A. An enlarged right ovary containing several cystic structures. B. Right ovary and transverse section of the uterus. C, D. Power Doppler evaluation demonstrating rich vascularization. E. 3D orthogonal planes and volume calculation of the ovary (31.1 cc). F. 3D angiogram (lower right image) of the rich vascularization of the cancer. G. Relationship between the vascular right ovary and the uterus.Tumor vascularity is another marker suggestive of ovarian malignancy (FIGURE 4C and 4D). A fast-growing tumor requires a vascular “infrastructure,” a mesh of blood vessels that is laid down in expedited fashion and that is controlled by vascular growth factors. As explained in Part 2 of this series, the vessels in this vascular mesh lack the muscular layer of normal vessels. They frequently are intertwined, forming anastomoses and vascular lakes through which blood flows without much resistance. Look, therefore, for low resistance and high-velocity flow.

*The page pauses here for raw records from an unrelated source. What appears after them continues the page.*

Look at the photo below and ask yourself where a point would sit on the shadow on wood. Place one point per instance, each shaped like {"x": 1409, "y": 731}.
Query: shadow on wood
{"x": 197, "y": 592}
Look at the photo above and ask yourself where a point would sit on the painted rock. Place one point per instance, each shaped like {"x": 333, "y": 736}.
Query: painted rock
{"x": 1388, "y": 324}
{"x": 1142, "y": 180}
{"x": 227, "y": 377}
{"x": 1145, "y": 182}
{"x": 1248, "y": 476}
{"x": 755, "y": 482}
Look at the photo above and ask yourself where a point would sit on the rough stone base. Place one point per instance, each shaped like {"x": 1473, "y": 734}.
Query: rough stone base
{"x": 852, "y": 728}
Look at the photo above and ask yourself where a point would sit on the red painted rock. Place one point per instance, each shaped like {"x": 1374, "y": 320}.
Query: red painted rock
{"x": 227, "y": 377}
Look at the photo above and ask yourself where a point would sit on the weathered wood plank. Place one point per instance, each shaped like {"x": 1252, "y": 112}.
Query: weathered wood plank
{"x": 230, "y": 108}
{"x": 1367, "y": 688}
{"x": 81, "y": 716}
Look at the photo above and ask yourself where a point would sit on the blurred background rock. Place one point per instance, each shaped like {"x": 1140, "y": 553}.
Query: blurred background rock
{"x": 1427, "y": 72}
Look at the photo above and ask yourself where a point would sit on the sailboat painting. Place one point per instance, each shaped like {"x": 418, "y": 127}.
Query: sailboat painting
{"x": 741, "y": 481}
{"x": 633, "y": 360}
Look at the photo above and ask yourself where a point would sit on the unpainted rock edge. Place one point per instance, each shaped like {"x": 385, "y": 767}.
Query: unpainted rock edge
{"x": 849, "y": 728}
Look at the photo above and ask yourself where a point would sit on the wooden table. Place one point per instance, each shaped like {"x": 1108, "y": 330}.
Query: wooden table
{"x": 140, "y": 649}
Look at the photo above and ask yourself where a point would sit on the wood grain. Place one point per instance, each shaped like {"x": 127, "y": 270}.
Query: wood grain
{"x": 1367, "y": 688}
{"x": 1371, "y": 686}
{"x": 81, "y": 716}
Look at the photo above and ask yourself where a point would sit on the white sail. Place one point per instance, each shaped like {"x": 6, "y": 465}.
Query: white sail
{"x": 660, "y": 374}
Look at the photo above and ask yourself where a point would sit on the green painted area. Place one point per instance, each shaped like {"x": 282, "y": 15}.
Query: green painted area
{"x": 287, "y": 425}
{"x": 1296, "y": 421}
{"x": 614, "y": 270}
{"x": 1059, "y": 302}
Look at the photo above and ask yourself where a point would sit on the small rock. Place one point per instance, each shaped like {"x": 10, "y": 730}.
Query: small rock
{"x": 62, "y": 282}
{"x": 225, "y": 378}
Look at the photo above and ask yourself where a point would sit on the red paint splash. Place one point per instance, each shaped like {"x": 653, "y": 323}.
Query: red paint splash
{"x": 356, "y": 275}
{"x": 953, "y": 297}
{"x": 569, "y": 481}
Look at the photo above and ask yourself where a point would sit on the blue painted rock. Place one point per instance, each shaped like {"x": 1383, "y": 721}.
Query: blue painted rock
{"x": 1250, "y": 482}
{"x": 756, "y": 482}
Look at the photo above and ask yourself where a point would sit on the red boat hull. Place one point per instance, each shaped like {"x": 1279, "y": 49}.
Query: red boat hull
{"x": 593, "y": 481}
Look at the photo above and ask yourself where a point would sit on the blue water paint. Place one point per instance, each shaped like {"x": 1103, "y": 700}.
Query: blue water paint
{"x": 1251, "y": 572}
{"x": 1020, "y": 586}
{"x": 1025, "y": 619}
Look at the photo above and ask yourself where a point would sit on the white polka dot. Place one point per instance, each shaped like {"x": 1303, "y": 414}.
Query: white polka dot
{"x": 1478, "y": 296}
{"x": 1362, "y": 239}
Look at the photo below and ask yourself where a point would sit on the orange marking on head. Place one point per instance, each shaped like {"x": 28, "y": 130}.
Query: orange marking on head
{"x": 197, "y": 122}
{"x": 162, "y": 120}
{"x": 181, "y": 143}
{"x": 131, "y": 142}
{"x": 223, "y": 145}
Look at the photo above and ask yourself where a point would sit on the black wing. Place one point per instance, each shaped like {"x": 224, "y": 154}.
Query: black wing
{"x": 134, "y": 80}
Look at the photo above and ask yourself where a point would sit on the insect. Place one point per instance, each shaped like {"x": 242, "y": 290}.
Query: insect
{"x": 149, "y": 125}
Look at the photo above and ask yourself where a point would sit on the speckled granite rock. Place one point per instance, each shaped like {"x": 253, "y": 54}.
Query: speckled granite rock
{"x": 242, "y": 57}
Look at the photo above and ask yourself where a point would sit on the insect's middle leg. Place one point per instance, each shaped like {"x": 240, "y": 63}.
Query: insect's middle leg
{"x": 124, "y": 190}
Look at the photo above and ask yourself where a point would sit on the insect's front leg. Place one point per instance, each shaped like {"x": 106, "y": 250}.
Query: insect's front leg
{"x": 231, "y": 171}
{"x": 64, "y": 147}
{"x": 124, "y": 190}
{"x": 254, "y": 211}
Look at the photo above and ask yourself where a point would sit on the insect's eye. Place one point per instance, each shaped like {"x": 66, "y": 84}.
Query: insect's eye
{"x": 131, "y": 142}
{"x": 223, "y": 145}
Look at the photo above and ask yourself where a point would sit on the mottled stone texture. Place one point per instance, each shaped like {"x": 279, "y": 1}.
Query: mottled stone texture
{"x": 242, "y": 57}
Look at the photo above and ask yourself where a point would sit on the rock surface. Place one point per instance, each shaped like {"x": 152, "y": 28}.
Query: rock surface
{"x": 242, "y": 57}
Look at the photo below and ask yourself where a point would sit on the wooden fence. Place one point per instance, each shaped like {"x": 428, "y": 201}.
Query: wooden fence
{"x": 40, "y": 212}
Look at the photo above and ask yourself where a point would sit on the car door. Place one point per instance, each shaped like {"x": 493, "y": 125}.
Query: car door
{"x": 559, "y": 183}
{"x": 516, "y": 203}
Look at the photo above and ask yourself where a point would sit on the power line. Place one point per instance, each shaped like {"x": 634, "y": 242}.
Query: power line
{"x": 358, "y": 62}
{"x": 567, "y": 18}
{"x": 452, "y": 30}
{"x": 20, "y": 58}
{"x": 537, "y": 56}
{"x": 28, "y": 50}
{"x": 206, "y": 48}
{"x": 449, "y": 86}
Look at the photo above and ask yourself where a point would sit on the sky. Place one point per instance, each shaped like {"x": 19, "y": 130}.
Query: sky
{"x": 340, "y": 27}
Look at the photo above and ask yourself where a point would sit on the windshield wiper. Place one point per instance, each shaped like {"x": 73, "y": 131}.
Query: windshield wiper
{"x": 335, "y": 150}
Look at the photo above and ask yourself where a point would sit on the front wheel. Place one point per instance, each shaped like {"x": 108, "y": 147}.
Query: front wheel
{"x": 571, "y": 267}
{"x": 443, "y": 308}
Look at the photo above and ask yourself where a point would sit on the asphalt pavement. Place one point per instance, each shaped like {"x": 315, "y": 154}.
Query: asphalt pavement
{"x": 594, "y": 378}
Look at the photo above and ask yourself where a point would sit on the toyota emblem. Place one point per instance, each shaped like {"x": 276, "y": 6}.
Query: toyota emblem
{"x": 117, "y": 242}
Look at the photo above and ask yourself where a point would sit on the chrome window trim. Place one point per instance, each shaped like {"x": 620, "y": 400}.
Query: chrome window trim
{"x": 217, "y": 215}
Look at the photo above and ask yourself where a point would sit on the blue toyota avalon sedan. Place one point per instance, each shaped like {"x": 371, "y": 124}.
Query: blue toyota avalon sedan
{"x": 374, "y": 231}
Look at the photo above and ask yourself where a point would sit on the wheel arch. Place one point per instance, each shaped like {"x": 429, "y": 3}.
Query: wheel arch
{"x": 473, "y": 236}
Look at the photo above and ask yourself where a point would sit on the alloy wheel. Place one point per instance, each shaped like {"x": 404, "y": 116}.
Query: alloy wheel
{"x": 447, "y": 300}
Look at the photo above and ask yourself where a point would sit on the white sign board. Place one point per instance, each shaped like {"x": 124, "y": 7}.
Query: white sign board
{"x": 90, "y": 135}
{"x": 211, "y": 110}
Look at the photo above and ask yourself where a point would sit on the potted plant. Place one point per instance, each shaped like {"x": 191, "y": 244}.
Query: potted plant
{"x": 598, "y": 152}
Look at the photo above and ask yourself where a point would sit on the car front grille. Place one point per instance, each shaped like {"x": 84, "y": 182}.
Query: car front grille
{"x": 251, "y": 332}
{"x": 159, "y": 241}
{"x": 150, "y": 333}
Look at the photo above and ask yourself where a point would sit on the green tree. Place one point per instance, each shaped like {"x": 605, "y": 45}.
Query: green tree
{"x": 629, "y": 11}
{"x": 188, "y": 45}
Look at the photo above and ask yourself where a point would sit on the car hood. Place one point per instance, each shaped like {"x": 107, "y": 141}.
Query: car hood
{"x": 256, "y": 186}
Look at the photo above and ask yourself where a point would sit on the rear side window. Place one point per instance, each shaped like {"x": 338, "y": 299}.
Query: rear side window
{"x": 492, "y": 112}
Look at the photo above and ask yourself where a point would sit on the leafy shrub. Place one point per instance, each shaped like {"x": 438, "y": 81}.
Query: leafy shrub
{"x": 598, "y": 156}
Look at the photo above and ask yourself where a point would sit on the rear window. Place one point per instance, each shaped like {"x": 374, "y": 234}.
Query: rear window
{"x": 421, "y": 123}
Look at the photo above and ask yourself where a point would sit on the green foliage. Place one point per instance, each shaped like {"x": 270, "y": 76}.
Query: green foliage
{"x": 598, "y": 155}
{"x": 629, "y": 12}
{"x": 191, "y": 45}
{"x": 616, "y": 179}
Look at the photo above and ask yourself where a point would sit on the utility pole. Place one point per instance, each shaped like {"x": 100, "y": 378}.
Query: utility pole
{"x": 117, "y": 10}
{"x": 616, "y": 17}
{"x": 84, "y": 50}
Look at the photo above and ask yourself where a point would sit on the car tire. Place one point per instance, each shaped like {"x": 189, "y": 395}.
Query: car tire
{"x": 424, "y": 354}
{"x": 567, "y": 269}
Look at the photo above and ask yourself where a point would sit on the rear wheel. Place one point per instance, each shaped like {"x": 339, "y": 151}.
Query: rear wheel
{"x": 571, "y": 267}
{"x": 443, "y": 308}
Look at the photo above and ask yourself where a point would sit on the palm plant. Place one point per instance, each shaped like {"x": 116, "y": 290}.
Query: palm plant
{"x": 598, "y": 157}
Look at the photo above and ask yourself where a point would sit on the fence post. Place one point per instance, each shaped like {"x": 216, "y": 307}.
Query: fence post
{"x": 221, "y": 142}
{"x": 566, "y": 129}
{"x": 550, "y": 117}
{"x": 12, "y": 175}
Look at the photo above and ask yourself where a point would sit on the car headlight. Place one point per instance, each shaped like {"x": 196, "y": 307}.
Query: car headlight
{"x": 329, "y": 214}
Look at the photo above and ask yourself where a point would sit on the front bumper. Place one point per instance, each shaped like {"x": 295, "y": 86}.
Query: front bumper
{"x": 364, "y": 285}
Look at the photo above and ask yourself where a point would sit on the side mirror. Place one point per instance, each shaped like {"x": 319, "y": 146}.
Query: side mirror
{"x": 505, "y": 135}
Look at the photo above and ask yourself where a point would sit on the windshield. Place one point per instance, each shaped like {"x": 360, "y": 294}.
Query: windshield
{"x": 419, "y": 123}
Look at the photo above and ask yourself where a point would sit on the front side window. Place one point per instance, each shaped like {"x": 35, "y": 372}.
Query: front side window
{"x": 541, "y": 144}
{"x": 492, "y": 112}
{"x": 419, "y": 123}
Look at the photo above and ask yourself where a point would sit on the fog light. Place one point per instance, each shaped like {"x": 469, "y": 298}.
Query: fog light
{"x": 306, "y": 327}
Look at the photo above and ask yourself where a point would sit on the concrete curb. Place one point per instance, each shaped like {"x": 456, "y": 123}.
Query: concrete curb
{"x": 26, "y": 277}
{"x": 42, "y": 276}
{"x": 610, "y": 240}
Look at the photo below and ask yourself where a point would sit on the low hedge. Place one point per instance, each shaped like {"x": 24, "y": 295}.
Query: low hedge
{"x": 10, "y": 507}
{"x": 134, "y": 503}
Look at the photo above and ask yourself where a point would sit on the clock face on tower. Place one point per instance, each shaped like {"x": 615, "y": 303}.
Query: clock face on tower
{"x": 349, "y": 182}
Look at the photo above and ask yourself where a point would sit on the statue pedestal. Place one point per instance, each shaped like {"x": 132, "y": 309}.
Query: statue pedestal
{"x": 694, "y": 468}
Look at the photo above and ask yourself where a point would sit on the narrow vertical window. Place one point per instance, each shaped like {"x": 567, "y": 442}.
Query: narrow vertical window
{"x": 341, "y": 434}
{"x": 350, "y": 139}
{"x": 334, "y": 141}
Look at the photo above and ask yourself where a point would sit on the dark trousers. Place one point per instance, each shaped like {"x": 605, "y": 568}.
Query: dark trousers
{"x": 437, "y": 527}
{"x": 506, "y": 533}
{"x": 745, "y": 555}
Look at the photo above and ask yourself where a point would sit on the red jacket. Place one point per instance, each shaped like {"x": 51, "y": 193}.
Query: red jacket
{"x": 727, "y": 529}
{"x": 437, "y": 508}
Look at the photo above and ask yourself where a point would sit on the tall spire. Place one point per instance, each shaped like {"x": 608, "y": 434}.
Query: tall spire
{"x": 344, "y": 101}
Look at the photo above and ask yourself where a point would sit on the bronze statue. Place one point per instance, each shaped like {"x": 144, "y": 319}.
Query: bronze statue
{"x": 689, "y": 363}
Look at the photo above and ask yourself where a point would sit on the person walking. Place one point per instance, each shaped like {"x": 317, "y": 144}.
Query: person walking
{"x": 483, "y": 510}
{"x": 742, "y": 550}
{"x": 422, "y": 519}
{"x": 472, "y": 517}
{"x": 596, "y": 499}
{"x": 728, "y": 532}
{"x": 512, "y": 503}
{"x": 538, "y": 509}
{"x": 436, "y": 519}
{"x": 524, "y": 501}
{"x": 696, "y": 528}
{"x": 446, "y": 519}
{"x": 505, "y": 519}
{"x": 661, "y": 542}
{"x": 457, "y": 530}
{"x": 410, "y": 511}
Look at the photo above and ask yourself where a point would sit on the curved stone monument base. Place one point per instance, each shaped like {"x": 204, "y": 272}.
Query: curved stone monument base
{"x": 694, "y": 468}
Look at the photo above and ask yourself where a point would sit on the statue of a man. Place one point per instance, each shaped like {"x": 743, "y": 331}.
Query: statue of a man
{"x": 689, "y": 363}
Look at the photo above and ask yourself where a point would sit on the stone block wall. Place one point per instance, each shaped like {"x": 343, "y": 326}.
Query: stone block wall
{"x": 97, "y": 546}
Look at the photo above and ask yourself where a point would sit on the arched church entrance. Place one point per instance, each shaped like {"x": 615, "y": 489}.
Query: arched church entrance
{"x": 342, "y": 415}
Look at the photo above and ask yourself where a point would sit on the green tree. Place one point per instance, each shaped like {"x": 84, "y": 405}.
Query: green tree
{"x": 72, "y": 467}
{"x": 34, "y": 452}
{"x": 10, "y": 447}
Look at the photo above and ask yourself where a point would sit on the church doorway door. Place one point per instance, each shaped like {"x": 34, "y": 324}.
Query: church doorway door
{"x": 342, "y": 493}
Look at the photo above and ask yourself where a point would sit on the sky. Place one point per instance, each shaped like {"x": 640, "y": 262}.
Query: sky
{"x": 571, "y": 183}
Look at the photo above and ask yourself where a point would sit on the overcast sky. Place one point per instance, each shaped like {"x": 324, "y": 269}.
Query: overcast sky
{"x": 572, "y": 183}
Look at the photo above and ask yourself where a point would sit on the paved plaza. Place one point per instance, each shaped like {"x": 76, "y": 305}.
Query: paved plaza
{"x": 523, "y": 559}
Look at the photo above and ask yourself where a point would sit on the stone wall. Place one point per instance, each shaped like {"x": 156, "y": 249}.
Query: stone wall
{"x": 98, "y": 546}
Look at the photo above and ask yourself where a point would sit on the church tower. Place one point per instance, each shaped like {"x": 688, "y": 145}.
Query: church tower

A new way to employ 3D US is to detect, measure, and quantify the blood supply to a tumor. FIGURE 4E shows how the vascularity and volume of an ovarian mass are calculated, with 3D angiographic display of the blood vessels contained within it demonstrated in FIGURE 4F. This vascular pattern can also be viewed in the context of the pelvic organs (FIGURE 4G), an approach that is useful in teaching.

Recently, Sladkevicus and colleagues used 3D US angiography to define tumor vascularity, identifying straight vessels, those that had changes in caliber, and bridging between vessels.1 They studied 104 patients who had 77 benign tumors, 6 borderline tumors, and 21 cancers. The researchers concluded that dense vessel patterns in the tumor made malignancy five times more likely. Widely dispersed straight vessels without branching were the strongest predictors of benign status, reducing the likelihood of malignancy by a factor of 10.1

We described the importance of a finding of blood vessels in an internal papillary structure as an accurate predictor of malignancy. We focused on a small volume of the mass, which was selected by a software program, and found that a preselected volume of 1 cc could reliably predict an increased, and pathological, vascular supply to an ovary containing cancer.2,3

Why US assessment matters in the adnexae

Although ovarian cancer is rare, affecting 30 to 50 women of every 100,000, it is particularly deadly, with a 5-year survival rate (all stages) of 50%. If cancer is detected and treated during stage I, the 5-year survival rate rises substantially—to 95%. Sadly, only 25% of cases are detected while the cancer is still localized.

In stages III and IV, the 5-year survival rate is 28% or lower. It has been estimated that, if 75% of patients had their cancer detected during stage I, the mortality rate could be halved.

The lifetime risk of ovarian cancer in a woman who has no affected relative is 1.4% (1 case in every 70 women). When the patient has one affected first-degree relative, that risk rises to 5% (1 case in 20 women), and it rises to 7% (1 case in 14 women) when she has two or more affected first-degree relatives.